Hanskamp-Sebregts Mirelle, Zegers Marieke, Vincent Charles, van Gurp Petra J, de Vet Henrica C W, Wollersheim Hub
Radboud University Medical Center, Institute of Quality Assurance and Patient Safety, Nijmegen, The Netherlands.
Radboud University Medical Center, Radboud Institute for Health Sciences, IQ healthcare, Nijmegen, The Netherlands.
BMJ Open. 2016 Aug 22;6(8):e011078. doi: 10.1136/bmjopen-2016-011078.
Record review is the most used method to quantify patient safety. We systematically reviewed the reliability and validity of adverse event detection with record review.
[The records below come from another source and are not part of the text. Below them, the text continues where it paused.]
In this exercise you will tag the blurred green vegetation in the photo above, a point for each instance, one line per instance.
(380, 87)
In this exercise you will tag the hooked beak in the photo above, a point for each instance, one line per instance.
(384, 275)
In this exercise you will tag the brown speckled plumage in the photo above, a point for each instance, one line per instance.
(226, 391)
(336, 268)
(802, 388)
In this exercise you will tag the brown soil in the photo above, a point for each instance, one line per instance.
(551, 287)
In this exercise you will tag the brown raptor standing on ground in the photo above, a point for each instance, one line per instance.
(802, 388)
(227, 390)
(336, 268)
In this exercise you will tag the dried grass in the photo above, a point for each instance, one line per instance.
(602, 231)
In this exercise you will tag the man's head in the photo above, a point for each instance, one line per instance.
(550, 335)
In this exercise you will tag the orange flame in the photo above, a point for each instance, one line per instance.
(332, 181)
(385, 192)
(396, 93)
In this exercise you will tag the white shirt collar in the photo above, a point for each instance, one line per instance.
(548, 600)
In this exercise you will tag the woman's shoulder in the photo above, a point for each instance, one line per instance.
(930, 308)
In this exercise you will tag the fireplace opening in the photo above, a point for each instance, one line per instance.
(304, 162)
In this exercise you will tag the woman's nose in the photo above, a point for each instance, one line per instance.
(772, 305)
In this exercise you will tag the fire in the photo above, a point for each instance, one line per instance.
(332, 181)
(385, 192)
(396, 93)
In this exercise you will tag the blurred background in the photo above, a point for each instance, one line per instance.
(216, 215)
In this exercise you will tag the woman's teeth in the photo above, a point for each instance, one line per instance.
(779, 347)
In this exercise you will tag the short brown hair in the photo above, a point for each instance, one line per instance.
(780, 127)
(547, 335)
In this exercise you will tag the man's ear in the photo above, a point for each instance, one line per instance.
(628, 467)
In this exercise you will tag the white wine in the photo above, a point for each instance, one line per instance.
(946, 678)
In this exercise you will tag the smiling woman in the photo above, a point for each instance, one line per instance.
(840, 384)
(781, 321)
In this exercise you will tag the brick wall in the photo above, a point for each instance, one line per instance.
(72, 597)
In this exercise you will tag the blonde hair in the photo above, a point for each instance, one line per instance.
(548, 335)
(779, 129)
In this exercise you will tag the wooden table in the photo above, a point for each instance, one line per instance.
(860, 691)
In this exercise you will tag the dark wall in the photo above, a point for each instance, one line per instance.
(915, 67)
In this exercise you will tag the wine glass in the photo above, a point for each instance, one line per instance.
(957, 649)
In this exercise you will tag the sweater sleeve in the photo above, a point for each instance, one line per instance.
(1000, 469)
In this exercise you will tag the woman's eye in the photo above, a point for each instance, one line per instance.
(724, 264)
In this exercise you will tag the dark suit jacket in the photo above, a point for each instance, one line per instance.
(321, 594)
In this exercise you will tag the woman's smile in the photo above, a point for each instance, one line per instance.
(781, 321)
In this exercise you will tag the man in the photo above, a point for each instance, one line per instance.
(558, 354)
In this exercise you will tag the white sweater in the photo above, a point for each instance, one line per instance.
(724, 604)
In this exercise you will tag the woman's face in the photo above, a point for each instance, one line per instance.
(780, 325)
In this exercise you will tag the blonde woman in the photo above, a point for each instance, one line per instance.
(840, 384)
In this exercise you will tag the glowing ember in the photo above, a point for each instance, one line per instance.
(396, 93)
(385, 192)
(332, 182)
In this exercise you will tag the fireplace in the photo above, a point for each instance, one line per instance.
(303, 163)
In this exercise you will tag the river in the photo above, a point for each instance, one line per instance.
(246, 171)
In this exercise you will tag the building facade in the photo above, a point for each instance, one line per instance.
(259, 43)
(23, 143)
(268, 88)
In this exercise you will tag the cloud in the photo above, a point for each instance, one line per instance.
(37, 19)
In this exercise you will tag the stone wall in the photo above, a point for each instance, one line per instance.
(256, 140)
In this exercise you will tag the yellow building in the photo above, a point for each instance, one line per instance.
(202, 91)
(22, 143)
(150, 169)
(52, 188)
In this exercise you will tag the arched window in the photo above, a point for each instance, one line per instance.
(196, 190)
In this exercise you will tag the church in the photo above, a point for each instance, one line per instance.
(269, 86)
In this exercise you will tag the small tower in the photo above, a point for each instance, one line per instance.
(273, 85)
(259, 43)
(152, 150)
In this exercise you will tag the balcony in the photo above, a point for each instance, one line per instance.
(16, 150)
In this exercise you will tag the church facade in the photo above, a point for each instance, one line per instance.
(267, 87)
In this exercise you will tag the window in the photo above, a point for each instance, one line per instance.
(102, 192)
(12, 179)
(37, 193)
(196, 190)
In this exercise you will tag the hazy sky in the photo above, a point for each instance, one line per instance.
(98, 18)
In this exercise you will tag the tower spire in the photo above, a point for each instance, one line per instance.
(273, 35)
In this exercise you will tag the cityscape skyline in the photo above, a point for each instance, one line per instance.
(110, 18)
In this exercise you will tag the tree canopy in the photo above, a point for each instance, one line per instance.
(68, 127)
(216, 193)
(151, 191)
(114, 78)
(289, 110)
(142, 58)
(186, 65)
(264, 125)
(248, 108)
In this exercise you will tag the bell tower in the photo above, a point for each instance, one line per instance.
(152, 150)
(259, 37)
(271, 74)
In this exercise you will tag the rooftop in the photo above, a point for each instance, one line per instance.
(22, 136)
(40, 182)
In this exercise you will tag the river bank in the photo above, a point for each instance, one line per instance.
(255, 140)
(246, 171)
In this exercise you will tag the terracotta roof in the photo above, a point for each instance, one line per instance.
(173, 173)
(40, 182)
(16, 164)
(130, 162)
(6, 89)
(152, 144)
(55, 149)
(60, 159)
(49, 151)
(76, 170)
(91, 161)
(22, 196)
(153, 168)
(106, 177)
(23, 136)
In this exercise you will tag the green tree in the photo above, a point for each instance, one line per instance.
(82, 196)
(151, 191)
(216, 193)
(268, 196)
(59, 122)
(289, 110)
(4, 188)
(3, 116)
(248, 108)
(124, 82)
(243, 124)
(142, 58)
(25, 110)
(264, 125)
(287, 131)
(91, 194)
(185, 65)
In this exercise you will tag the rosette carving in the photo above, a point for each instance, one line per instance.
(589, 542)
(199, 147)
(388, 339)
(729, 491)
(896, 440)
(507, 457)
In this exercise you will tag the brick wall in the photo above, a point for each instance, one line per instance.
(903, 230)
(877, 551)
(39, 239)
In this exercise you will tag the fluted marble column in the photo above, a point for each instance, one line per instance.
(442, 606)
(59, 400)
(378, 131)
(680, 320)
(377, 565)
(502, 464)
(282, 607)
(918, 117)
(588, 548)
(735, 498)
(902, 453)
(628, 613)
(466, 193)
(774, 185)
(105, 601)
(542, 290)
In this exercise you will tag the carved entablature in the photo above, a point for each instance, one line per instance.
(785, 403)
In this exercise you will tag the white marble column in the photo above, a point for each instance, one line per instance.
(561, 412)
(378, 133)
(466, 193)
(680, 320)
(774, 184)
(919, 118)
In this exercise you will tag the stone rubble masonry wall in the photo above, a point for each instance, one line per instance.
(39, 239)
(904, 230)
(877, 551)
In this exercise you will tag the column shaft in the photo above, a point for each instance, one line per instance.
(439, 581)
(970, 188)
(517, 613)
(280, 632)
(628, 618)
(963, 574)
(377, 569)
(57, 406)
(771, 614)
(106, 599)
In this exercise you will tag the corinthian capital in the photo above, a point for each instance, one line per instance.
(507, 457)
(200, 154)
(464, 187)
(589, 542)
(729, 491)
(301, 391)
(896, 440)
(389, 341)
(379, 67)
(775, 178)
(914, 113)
A systematic review of the literature.
We searched PubMed, EMBASE, CINAHL, PsycINFO and the Cochrane Library and from their inception through February 2015. We included all studies that aimed to describe the reliability and/or validity of record review. Two reviewers conducted data extraction. We pooled κ values (κ) and analysed the differences in subgroups according to number of reviewers, reviewer experience and training level, adjusted for the prevalence of adverse events.
In 25 studies, the psychometric data of the Global Trigger Tool (GTT) and the Harvard Medical Practice Study (HMPS) were reported and 24 studies were included for statistical pooling. The inter-rater reliability of the GTT and HMPS showed a pooled κ of 0.65 and 0.55, respectively. The inter-rater agreement was statistically significantly higher when the group of reviewers within a study consisted of a maximum five reviewers. We found no studies reporting on the validity of the GTT and HMPS.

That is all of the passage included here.